Sep 29, 2008

Love Walked In - Mariso de los Santos



I feel so sad. I got back from vacation and the amount of time I had to read plummeted. It took me over two weeks to get through this book. And it's a book I really liked.

"My life -my real life - started when a man walked into it, a handsome stranger in a perfectly cut suit, and, yes, I know how that sounds." So begins Love Walked In. This book really just touched my heart in so many ways. I feel like I really connected in some way with the lead character, Cornelia. The book drew me in from the very first sentence and kept my hooked the entire way through.

This was an emotional book. One of those books were you just root and root for the two main characters, Cornelia and Clair. Scared and alone, each in their own way, Claire and Cornelia are drawn together finding the strength and love that both are looking and yearning for. Just when they start to believe that their lives just couldn't get any better, life throws them several "curve balls" testing the love, strength, courage and trust they've come to depend on from one another and those close to them.

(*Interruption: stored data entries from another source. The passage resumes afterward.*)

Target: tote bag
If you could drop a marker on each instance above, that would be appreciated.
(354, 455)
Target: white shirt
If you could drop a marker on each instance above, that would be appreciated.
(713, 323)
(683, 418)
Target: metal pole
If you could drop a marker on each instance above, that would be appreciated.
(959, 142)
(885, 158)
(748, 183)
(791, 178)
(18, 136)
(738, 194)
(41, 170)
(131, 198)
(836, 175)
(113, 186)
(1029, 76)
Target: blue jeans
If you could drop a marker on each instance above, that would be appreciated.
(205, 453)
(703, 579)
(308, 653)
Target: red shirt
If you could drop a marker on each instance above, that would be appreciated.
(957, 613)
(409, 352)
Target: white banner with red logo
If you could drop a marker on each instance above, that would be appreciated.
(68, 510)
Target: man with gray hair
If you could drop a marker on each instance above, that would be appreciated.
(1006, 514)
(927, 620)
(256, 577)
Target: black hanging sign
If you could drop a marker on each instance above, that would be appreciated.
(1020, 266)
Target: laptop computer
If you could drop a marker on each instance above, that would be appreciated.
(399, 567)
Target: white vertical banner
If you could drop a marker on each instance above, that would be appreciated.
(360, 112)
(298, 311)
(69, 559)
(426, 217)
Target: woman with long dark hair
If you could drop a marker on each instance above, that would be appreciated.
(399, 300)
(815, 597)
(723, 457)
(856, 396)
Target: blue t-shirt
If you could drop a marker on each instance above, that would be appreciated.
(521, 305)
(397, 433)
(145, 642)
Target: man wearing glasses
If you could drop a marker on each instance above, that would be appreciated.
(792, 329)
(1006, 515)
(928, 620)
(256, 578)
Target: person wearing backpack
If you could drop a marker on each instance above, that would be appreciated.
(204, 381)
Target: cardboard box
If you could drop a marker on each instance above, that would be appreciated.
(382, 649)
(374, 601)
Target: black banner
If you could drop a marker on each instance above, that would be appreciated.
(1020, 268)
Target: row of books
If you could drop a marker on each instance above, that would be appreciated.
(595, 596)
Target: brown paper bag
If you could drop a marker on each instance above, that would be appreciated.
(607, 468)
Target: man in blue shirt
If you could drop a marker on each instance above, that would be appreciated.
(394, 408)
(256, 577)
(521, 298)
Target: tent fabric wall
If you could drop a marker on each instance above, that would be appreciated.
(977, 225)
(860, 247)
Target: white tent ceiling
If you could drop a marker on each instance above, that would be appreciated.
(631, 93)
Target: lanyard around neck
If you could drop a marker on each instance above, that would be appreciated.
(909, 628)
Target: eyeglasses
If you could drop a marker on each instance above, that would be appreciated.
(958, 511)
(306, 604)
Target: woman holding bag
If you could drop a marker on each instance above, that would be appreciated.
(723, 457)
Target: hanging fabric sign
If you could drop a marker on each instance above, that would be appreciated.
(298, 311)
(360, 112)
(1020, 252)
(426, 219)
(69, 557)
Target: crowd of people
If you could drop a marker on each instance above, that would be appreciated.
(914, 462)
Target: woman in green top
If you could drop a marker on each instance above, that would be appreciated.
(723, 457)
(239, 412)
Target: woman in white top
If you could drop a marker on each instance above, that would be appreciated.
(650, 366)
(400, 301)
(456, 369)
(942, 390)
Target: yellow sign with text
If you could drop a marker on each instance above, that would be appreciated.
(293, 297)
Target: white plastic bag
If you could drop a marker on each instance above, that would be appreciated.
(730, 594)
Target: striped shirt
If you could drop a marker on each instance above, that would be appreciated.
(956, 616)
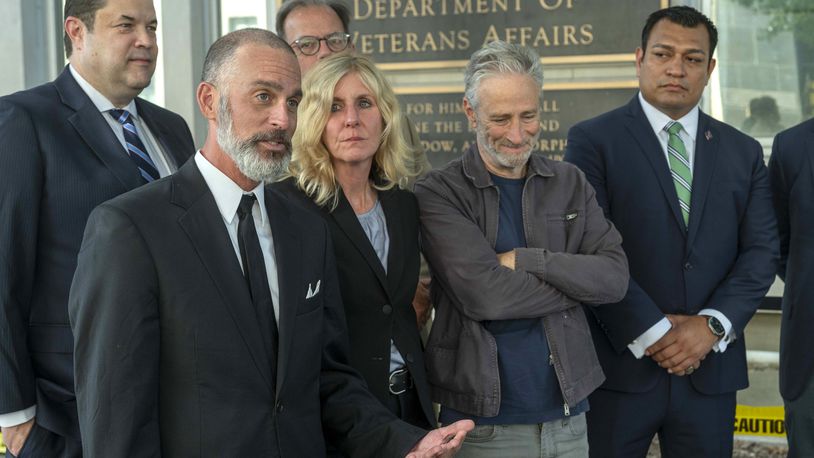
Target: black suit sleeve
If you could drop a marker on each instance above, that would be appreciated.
(352, 417)
(21, 184)
(636, 312)
(739, 295)
(115, 321)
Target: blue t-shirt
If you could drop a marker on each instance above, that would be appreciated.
(529, 389)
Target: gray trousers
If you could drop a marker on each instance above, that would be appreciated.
(800, 423)
(566, 438)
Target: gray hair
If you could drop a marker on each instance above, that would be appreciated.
(220, 59)
(290, 5)
(499, 57)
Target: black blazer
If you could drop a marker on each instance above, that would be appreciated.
(791, 170)
(169, 355)
(58, 160)
(378, 305)
(725, 260)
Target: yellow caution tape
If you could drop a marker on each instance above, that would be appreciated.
(760, 421)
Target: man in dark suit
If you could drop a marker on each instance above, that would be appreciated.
(691, 197)
(791, 172)
(181, 285)
(62, 153)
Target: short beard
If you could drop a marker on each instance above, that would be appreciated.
(244, 152)
(507, 161)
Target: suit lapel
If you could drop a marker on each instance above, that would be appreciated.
(96, 132)
(288, 256)
(650, 147)
(347, 221)
(393, 216)
(162, 134)
(204, 226)
(706, 153)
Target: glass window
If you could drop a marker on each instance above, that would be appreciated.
(242, 14)
(765, 66)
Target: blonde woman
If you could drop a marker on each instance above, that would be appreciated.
(351, 162)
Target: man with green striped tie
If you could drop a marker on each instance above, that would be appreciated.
(690, 196)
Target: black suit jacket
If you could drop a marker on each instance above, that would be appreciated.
(58, 160)
(725, 260)
(378, 305)
(169, 354)
(791, 170)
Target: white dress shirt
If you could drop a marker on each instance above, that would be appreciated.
(227, 196)
(163, 163)
(689, 124)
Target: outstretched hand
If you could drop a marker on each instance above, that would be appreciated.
(442, 442)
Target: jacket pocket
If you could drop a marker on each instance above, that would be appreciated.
(559, 227)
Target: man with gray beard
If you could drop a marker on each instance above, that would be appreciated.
(205, 308)
(515, 243)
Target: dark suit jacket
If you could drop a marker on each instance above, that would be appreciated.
(378, 305)
(726, 260)
(169, 354)
(791, 170)
(58, 159)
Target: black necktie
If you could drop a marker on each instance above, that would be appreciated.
(135, 147)
(254, 269)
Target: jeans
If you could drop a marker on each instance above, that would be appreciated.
(563, 438)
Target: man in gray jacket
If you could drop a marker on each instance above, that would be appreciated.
(515, 243)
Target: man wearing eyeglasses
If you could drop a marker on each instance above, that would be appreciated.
(314, 28)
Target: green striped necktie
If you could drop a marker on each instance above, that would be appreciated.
(679, 168)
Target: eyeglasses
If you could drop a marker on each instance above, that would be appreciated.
(309, 46)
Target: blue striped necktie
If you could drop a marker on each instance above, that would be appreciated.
(135, 148)
(679, 168)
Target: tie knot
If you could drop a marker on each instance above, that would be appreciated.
(673, 128)
(246, 204)
(123, 116)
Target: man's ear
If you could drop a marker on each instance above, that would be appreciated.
(207, 96)
(469, 110)
(639, 59)
(76, 30)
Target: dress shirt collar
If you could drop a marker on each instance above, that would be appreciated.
(658, 120)
(227, 193)
(100, 101)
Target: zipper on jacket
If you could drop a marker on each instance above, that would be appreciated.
(555, 362)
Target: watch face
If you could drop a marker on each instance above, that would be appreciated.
(715, 326)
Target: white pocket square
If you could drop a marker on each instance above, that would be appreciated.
(313, 292)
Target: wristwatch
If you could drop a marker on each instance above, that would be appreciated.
(716, 327)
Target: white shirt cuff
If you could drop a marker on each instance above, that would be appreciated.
(720, 345)
(17, 418)
(651, 336)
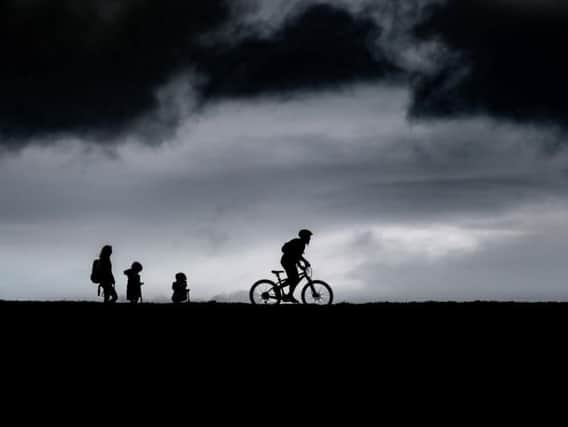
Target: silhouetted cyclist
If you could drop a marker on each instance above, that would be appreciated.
(105, 274)
(293, 255)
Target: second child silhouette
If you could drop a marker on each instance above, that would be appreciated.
(134, 285)
(181, 292)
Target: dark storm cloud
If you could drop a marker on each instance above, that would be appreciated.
(97, 66)
(507, 60)
(316, 47)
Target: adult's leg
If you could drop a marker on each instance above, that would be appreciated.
(113, 295)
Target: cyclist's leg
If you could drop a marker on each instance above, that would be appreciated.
(293, 277)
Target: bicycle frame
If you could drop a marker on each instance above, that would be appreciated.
(282, 283)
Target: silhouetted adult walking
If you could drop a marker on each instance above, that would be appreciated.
(105, 275)
(293, 254)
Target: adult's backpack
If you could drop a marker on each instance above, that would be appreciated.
(95, 274)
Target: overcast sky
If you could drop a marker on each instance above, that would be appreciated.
(423, 142)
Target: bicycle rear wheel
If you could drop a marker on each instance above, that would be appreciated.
(265, 292)
(317, 293)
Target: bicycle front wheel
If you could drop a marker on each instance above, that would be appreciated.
(265, 292)
(317, 293)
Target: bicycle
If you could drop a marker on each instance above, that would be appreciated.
(268, 292)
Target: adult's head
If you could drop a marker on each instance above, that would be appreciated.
(305, 235)
(106, 251)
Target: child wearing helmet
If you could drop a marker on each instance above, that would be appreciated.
(181, 291)
(134, 285)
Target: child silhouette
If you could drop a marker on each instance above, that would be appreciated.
(134, 285)
(181, 291)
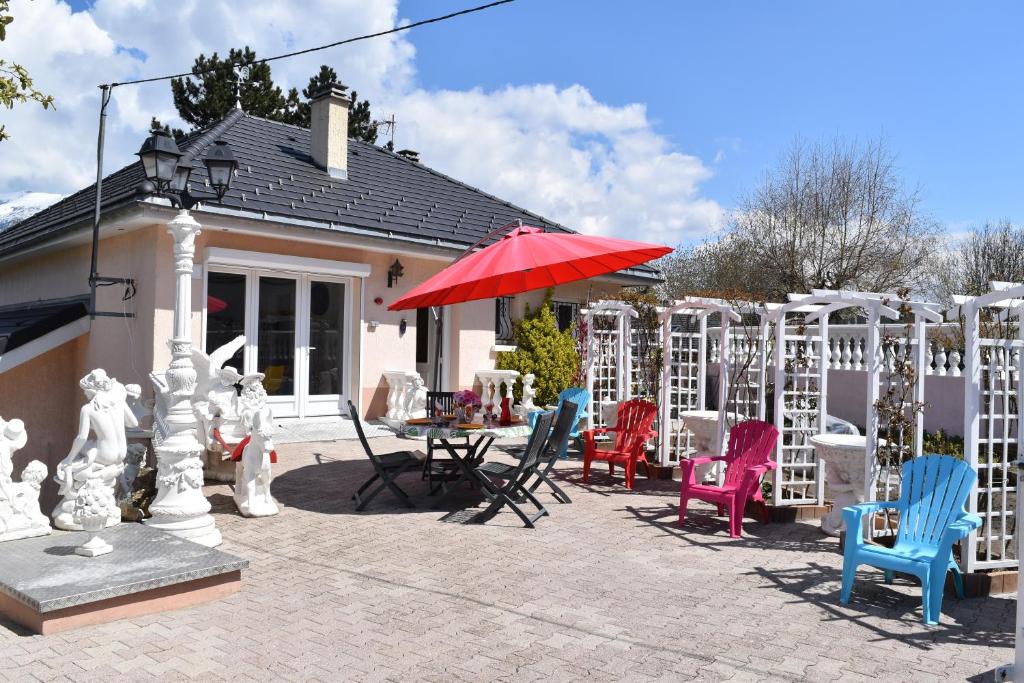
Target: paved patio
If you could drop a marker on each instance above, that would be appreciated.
(605, 589)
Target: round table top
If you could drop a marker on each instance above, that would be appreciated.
(448, 431)
(846, 441)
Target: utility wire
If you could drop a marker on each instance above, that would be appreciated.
(324, 47)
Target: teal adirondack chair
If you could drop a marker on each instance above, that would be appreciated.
(581, 397)
(932, 517)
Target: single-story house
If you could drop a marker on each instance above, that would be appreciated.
(297, 257)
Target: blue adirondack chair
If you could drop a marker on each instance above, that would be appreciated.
(932, 517)
(581, 397)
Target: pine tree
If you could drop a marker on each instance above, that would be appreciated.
(360, 122)
(209, 95)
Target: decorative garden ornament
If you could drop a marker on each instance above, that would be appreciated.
(528, 392)
(100, 459)
(506, 418)
(255, 455)
(91, 510)
(416, 403)
(180, 508)
(19, 514)
(216, 404)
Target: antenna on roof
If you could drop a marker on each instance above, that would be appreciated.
(241, 74)
(389, 126)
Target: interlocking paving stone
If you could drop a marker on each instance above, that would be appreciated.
(608, 588)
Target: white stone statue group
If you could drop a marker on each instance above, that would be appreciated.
(19, 514)
(100, 467)
(238, 430)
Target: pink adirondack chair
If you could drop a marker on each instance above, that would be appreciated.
(633, 429)
(749, 458)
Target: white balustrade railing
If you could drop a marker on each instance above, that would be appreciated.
(846, 348)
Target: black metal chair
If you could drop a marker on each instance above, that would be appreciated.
(513, 493)
(387, 467)
(442, 467)
(556, 442)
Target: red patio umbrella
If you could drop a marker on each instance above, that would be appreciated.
(525, 259)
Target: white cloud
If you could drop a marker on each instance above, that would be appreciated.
(559, 153)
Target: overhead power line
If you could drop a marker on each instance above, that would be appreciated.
(399, 29)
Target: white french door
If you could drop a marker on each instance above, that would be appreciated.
(297, 330)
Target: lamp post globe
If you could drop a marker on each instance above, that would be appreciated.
(160, 157)
(179, 183)
(220, 165)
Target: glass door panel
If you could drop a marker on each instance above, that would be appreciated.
(225, 313)
(275, 355)
(327, 338)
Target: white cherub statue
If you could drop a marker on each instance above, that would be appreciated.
(100, 459)
(416, 401)
(256, 454)
(528, 392)
(19, 514)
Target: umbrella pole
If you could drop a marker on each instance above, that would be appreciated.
(438, 312)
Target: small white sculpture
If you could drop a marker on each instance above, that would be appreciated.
(528, 392)
(92, 504)
(19, 514)
(107, 415)
(416, 401)
(252, 471)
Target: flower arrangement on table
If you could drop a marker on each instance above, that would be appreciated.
(466, 400)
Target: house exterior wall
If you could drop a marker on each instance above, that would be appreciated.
(45, 389)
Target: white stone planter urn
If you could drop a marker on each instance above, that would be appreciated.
(844, 456)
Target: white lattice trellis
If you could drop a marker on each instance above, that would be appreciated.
(803, 358)
(609, 358)
(684, 378)
(993, 339)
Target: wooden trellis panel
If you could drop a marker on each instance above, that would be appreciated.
(994, 459)
(608, 357)
(683, 383)
(798, 479)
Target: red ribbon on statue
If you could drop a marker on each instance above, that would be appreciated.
(237, 454)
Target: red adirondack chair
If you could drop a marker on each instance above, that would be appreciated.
(749, 458)
(633, 429)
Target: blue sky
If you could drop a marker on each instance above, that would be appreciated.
(727, 87)
(941, 81)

I don't have enough good things to say about this book. Maybe it hit me at the right time. At a time when I was already feeling emotional and sappy. But it was really, really good.

Sep 14, 2008

The Gatecrasher - Madeleine Wickham



The premise of this book is a little uncomfortable. It is about a woman (Fleur Daxney) who creashes the funerals of people she does not know to pick up wealthy men. Fleur's ultimate goal is to seduce the men and then move in after their money. Fluer is a mysterious woman with a past, and a thirteen year old daughter, that threatens to haunt her has she hones in on her current target, Richard Favour.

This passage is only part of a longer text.